Hack Lab #4 - Setting up Dradis for Tracking Hacking Activities

I have been using Kali Linux for a while since I started doing the OSCP labs.  Up to this point I had always used KeepNote to maintain my notes on what I did to what boxes and what I found in the labs.  However, I am now going to use Dradis to keep track of the same material.  I am doing this to ease the development of reporting - Dradis is capable of creating reports from its database.  This is going to be interesting since I have not used this tool before.  I have been playing around with it for a couple of days so I have a lot of junk in the database.  Since you are limited to one "project" at a time in Dradis-CE (community edition) I went on a hunt to find some way of being able to keep separate "project"s.  When I get back into the OSCP labs again, I want to keep separate databases of the exercises, the lab notes, and the challenge notes.

I was able to find a set of commands to reset the database at https://dradisframework.com/ce/documentation/reset.html.  I found out that using the following command

 "bundle exec thor dradis:reset"

while in the Kali Linux directory /usr/lib/dradis, I could reset everything and have a backup of what I had put into the archive.  So this led to a plan to keep things separate; I just have to remember to output a report of my findings before separating items out.  The sequence of steps is as follows:

1. reset the database with "bundle exec thor dradis:reset" in the /usr/lib/dradis directory; note the backup file in a README file in the /usr/lib/dradis directory, what it contains and the date.
2. change the .xml file that is used for initial project setup
3. create a new project using the .xml file
4. do what you do; take notes, add attachments, etc.
5. perform periodic backups of the data, in case of system failure
6. when complete, or at various times during the note taking, put out a report
7. finish up with a database reset (#1 above) and start over

I may come back and update this information later.

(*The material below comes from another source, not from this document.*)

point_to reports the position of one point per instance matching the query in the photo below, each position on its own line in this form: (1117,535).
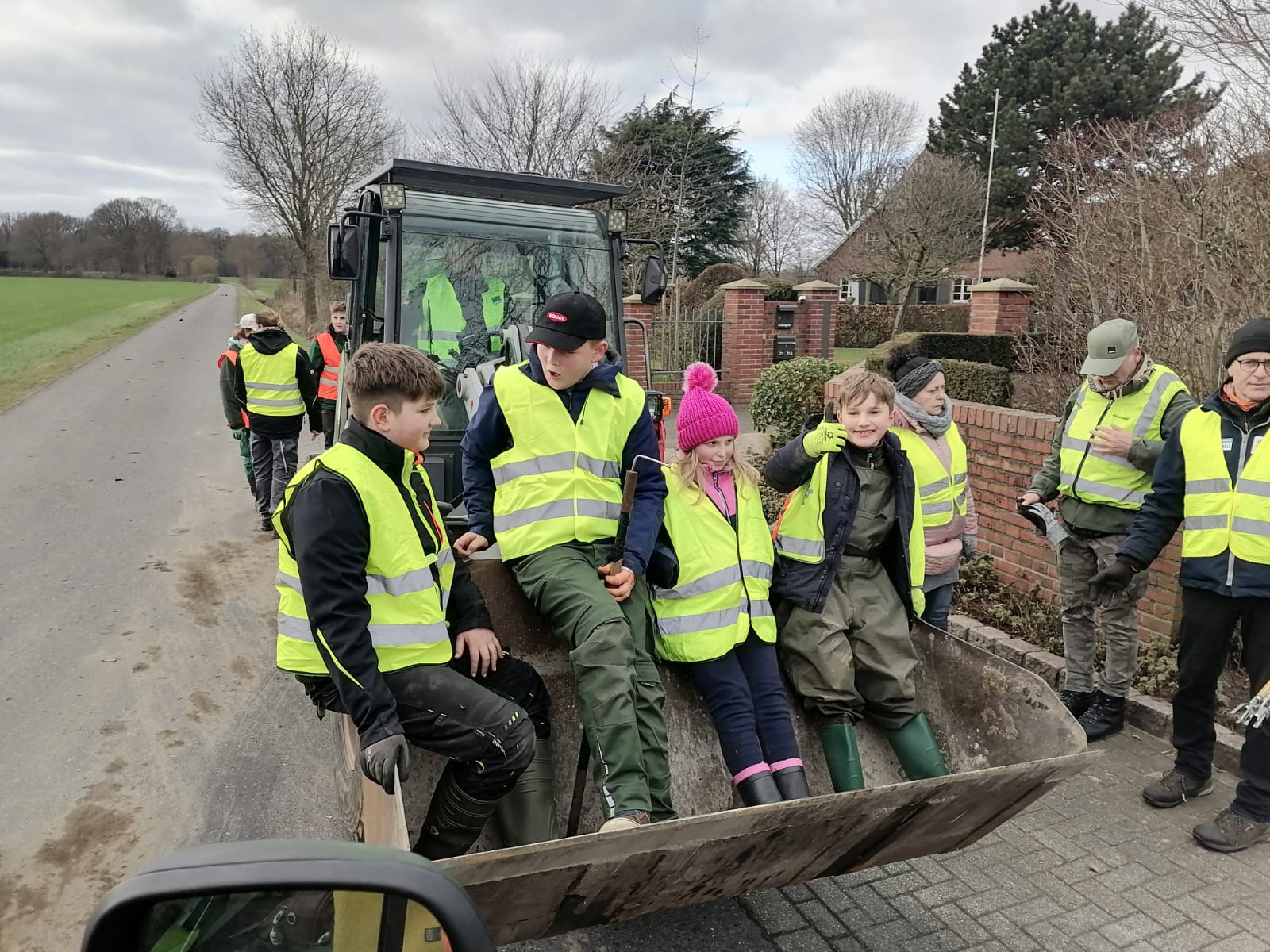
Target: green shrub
(787,393)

Hack Lab #3 - Install Additional VMs to Give an Attack Surface

I ended up installing additional VMs from VulnHub to give me some practice before I get back into the OSCP labs.  I obtained the VMs from a list here and here.  The second list is a file from NetSecFocus on Google Drive and includes a list of OSCP like VMs and ones from HackTheBox.  The first ones that I installed were:

1. Kioptrix: Level 1 (#1): https://www.vulnhub.com/entry/kioptrix-level-1-1,22/
2. Kioptrix: Level 1.1 (#2): https://www.vulnhub.com/entry/kioptrix-level-11-2,23/
3. Kioptrix: Level 1.2 (#3): https://www.vulnhub.com/entry/kioptrix-level-12-3,24/
4. Kioptrix: Level 1.3 (#4): https://www.vulnhub.com/entry/kioptrix-level-13-4,25
5. Kioptrix: 2014: https://www.vulnhub.com/entry/kioptrix-2014-5,62/
6. FristiLeaks 1.3: https://www.vulnhub.com/entry/fristileaks-13,133/
7. Stapler 1: https://www.vulnhub.com/entry/stapler-1,150/
8. VulnOS 2: https://www.vulnhub.com/entry/vulnos-2,147/
9. SickOs 1.2: https://www.vulnhub.com/entry/sickos-12,144/

In addition, I installed the Kali VM from the OSCP class (new version based on Kali 2018.4 rolling).

Hack Lab #2 - Adding an OpenVPN Connection into the HomeLab

Strangely enough, I have a lot of equipment that is not being utilized all the time.  One thing that I wanted to do was to have a VPN connection into the house that I could use when I am on travel.  I just so happened to have a GL-AR300M laying around.  I also have both a GL-USB150 and a GL-AR750S-EXT as travel routers that I take with me.  I pretty much use the GL-USB150 to connect into my companies BYOD network.  Since it is a simple usb device, and can do WiFi relay, I use it as the main router for side projects when I am at work.  The GL-AR750S-EXT is also connected to my companies BYOD network, but is my main travel router when I am away.  I decided to add an OpenVPN connection to my house.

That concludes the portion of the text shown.